The goal is to generate interest throughout the chain, from commercial cleaners and processors to grocery stores and restaurants.
Old fish, new names
The tactic has already worked. After the US National Marine Fisheries Service renamed “slimehead” to “orange roughy” in the late 1970s, demand for the deep sea dwellers increased so sharply that some stocks were depleted. Chilean sea bass, another cold-water favorite, was once known as ‘Patagonian toothfish’.
But what new label for Asian carp will be considered official – “invasive carp,” which has been criticized for being imprecise, or whatever marketing blitz is proposed?
It could be one or the other. Or neither.
The rebranding campaign will seek approval from the U.S. Food and Drug Administration to use the new nickname for interstate commerce. But even if the FDA agrees and consumers buy in, scientists are another matter.
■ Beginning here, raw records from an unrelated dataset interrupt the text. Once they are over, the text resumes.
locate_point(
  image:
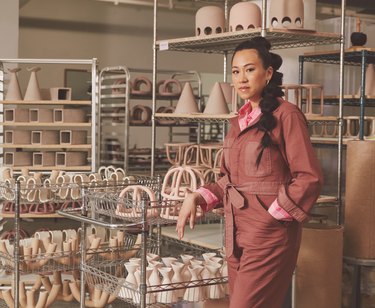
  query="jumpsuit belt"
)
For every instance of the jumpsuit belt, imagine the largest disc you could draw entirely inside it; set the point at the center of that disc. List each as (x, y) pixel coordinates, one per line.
(233, 198)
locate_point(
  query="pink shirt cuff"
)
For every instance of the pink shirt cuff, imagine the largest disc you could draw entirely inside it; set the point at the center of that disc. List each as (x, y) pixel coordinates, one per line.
(278, 212)
(209, 197)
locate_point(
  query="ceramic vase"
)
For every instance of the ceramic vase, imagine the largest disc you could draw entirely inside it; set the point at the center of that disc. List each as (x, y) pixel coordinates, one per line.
(166, 297)
(287, 14)
(215, 291)
(186, 102)
(131, 279)
(177, 277)
(14, 91)
(244, 15)
(168, 261)
(209, 20)
(33, 91)
(370, 81)
(194, 294)
(216, 103)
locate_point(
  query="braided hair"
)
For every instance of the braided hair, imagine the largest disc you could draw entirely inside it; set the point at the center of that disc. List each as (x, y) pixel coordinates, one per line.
(271, 91)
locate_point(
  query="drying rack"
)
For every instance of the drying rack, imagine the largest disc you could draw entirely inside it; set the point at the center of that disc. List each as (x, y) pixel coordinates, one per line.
(103, 207)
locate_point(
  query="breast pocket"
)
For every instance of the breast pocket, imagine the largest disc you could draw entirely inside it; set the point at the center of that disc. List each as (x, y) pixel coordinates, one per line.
(250, 155)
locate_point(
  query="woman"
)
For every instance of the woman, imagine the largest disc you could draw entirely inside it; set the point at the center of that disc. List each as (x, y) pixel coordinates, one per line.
(270, 180)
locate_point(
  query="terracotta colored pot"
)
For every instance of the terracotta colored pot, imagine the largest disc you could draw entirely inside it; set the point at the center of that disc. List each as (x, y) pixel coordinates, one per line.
(244, 15)
(209, 20)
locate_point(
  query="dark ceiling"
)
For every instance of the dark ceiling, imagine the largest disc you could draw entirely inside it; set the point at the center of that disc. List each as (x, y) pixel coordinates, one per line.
(361, 6)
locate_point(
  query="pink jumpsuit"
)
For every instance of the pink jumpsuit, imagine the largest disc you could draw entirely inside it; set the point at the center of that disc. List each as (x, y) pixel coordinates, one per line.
(262, 251)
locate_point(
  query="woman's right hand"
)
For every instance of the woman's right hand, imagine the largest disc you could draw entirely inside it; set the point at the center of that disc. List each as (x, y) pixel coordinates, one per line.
(187, 212)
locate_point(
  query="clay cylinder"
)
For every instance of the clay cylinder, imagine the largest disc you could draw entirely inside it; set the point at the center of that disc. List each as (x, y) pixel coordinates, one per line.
(359, 236)
(319, 267)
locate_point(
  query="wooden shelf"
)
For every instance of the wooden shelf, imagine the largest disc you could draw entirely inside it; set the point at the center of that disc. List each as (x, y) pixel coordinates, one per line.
(27, 215)
(46, 102)
(46, 146)
(53, 125)
(49, 168)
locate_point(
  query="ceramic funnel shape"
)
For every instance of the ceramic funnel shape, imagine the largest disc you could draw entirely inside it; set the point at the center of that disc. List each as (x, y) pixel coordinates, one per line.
(216, 103)
(244, 15)
(186, 102)
(287, 14)
(33, 90)
(209, 20)
(14, 91)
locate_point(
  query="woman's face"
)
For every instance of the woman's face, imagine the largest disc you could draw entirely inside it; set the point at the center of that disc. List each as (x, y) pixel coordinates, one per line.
(248, 75)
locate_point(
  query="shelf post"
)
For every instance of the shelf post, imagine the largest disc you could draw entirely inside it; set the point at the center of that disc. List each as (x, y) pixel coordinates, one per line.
(83, 246)
(264, 18)
(154, 68)
(16, 252)
(362, 99)
(340, 117)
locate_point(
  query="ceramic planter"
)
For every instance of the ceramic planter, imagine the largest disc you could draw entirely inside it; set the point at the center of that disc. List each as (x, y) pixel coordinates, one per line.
(209, 20)
(244, 15)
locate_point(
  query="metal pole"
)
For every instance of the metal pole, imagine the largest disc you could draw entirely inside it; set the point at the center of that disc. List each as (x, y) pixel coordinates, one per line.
(83, 247)
(362, 100)
(340, 218)
(143, 286)
(93, 112)
(264, 18)
(16, 252)
(154, 68)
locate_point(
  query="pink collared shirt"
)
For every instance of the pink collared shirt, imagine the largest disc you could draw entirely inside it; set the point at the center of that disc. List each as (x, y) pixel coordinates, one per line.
(246, 116)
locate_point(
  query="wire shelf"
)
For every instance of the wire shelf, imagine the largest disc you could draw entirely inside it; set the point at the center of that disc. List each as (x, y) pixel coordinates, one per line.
(198, 117)
(350, 57)
(111, 278)
(226, 42)
(46, 262)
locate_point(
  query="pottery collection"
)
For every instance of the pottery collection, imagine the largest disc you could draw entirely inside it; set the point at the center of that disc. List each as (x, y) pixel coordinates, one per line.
(287, 14)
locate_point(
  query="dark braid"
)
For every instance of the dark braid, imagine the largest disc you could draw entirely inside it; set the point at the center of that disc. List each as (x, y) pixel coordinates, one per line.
(271, 91)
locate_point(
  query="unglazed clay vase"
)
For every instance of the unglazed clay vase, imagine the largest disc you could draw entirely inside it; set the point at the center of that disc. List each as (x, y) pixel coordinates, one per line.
(186, 102)
(169, 87)
(194, 294)
(141, 86)
(33, 90)
(136, 193)
(243, 16)
(227, 89)
(177, 277)
(14, 91)
(287, 14)
(166, 297)
(209, 20)
(216, 103)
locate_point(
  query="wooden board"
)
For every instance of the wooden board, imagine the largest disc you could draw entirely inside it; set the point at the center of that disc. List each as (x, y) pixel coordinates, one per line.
(205, 235)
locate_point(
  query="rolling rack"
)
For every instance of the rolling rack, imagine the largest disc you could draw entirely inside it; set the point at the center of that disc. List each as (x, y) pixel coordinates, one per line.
(103, 207)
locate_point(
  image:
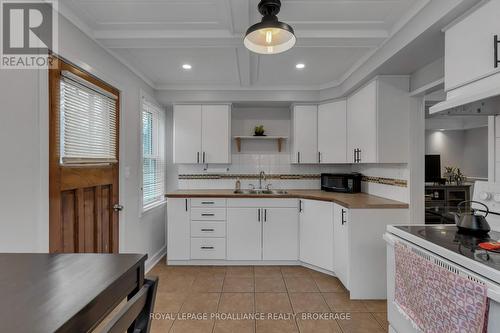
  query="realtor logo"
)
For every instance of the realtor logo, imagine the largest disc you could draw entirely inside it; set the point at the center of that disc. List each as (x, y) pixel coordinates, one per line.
(28, 33)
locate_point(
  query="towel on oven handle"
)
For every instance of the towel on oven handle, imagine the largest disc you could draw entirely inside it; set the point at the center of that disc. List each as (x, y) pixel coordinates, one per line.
(436, 299)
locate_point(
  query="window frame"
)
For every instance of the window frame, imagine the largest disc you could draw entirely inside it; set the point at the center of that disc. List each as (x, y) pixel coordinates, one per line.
(158, 148)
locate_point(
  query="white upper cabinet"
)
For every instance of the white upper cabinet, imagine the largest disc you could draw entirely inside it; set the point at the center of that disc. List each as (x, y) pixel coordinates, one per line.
(332, 132)
(202, 134)
(469, 49)
(187, 134)
(378, 121)
(305, 134)
(215, 132)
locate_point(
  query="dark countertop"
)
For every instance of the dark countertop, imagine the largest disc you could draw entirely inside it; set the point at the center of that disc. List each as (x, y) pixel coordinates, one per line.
(63, 292)
(348, 200)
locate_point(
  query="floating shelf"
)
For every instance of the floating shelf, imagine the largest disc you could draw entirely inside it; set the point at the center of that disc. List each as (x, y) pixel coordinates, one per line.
(279, 139)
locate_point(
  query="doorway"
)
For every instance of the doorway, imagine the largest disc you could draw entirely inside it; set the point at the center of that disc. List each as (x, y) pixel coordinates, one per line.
(83, 161)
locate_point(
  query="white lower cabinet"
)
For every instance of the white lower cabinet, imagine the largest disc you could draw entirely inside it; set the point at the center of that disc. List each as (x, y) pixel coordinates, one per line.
(244, 233)
(178, 229)
(316, 233)
(341, 243)
(257, 233)
(280, 239)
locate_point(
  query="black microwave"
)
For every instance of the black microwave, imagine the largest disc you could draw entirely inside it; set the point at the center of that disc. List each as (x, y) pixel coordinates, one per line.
(341, 182)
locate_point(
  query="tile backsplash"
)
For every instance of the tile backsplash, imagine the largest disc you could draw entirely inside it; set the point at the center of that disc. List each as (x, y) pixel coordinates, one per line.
(387, 180)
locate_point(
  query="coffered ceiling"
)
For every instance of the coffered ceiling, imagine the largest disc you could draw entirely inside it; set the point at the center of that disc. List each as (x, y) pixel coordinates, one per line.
(156, 37)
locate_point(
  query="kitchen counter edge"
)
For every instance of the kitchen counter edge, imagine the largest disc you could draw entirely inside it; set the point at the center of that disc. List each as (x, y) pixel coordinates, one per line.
(351, 201)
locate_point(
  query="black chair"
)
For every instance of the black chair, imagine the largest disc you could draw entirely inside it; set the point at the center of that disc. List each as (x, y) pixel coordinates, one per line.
(134, 317)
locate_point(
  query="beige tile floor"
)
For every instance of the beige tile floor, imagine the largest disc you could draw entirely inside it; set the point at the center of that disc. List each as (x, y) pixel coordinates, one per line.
(278, 290)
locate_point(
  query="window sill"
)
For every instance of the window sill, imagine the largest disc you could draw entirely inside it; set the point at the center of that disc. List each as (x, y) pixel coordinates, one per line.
(153, 206)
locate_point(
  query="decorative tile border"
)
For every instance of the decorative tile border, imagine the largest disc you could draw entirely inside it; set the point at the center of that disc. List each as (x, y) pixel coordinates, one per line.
(205, 176)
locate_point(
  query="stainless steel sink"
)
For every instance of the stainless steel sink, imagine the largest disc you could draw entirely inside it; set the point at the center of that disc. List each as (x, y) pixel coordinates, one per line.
(261, 191)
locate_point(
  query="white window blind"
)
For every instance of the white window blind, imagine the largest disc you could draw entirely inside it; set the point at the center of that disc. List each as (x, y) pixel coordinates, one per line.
(153, 154)
(88, 122)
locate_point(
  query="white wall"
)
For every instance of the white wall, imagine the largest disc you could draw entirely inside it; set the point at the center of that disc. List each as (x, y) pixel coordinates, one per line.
(466, 149)
(24, 167)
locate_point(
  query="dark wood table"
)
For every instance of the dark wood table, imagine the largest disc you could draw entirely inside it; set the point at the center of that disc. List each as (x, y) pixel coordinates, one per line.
(64, 292)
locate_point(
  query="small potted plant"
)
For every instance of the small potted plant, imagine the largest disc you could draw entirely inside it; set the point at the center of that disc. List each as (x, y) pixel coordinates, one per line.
(259, 130)
(449, 174)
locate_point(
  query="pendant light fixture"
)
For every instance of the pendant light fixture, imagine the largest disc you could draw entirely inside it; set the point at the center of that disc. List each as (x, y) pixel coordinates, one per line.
(269, 36)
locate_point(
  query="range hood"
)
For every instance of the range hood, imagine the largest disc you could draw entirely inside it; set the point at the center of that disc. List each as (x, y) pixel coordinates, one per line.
(481, 97)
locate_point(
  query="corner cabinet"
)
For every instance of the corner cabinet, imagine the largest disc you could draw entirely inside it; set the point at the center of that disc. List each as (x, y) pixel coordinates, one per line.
(470, 49)
(316, 233)
(378, 121)
(202, 134)
(304, 134)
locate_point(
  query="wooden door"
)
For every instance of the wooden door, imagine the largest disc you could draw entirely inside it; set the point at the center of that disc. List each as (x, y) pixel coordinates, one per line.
(81, 197)
(332, 132)
(216, 132)
(244, 232)
(280, 238)
(187, 134)
(305, 134)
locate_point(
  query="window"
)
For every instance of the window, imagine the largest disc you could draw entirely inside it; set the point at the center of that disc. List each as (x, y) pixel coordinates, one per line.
(153, 154)
(88, 122)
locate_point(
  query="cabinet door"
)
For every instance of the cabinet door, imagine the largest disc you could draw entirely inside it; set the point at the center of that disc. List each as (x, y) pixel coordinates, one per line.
(332, 132)
(305, 134)
(362, 124)
(178, 229)
(471, 58)
(244, 232)
(280, 234)
(316, 233)
(216, 129)
(341, 243)
(187, 134)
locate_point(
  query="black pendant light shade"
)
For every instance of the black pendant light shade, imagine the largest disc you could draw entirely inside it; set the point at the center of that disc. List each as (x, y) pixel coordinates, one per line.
(269, 36)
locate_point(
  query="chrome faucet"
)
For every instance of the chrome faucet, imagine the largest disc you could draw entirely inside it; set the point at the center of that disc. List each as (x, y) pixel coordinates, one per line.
(262, 176)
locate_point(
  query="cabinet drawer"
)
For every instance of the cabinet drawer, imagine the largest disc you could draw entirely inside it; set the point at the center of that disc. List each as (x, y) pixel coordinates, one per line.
(208, 202)
(208, 248)
(208, 214)
(208, 229)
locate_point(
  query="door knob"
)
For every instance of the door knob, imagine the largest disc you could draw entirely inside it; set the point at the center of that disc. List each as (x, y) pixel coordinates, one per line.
(117, 207)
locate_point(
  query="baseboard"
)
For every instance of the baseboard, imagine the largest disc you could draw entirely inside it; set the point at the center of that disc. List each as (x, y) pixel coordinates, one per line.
(151, 262)
(233, 262)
The American Society of Ichthyologists and Herpetologists and the American Fisheries Society have a committee that lists fish titles, including scientific names in Latin and common names devised by people “who originally described the species. or included them in a field guide or other reference, ”said panel chair Larry Page, curator of fish at the Florida Museum of Natural History.
For example, there is Micropterus salmoides, which became known as the largemouth bass, and Oncorhynchus mykiss, or rainbow trout.
The committee never adopted the term “Asian carp” to refer to the four invasive species, Page said.
So where does it come from? According to an article in the journal Fisheries, the tag began to appear in the scientific literature in the mid-1990s and took hold in the early 2000s as concerns about fish grew.
It was never a good idea, said Patrick Kocovsky, a fish ecologist with the US Geological Survey and one of the authors of the article, because the species affects the environment in different ways.
Song Qian, an environmental science professor at the University of Toledo who teamed up with Kocovsky on the article, said carp is a popular protein source in many Asian countries. It is a symbol of luck in his native China.
“If you say it’s pervasive, bad and needs to be eradicated, even if it’s because of poor communication, that’s why we’re talking about cultural insensitivity,” Qian said.
It is more accurate to refer to species of fish individually, he said, recognizing a collective name is sometimes handy. The challenge now is to find the right one.
Whoever ends up staying, said Hawj, the Minnesota lawmaker, who immigrated from Laos to the United States as a refugee child after the Vietnam War, he is happy that the “Asian carp” is in. Endangered. He recalled the warm applause he received at an Asian-American conference after announcing that his state had made the change.
“It’s a nuisance, a small thing, but it can resonate a lot,” he said.